Classical Fourier Analysis, a foundational aspect of Functional Analysis, heavily relies on the properties of function spaces defined by integrability conditions. These function spaces are instrumental in the progression of classical Fourier methods. Abstract Harmonic Analysis unifies results first obtained for periodic and then for square integrable functions on Euclidean spaces. By starting with a locally compact Abelian group, endowed with a Haar measure, one can introduce the corresponding notion of Fourier transforms. In the case of finite Abelian groups, this yields the classical Discrete Fourier Transform (DFT) and its efficient computation through the Fast Fourier Transform (FFT).

From a practical standpoint, such theoretical considerations have had limited direct impact on the development of modern signal processing algorithms, such as the MP3 compression scheme widely used for audio signals. These signals are not truly L^2-functions but instead have a (discrete-time) short-time Fourier transform (STFT), based on the digital version of the signal, sampled at 44,100 samples per second. This scenario necessitates different function spaces.
Collaboration with engineers (e.g. in the area of mobile communication) has reconfirmed a gap in the understanding of the necessary mathematical framework.
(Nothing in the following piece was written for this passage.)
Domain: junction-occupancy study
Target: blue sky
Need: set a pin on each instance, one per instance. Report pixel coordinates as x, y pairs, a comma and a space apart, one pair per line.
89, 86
Bridging this gap has led to the development of new mathematical methods over the past 40 years, creating a dynamic field of mathematical analysis, known as Time-Frequency Analysis, with Gabor Analysis as a central component. This field utilizes series expansions of non-periodic signals (such as music) into localized Fourier series expansions. The relevant function spaces in this context are modulation spaces, with "Feichtinger's algebra" and its dual, known as the space of "mild distributions," being the most pertinent. Among others one can discuss new and interesting approximation theoretic questions relevant for applications.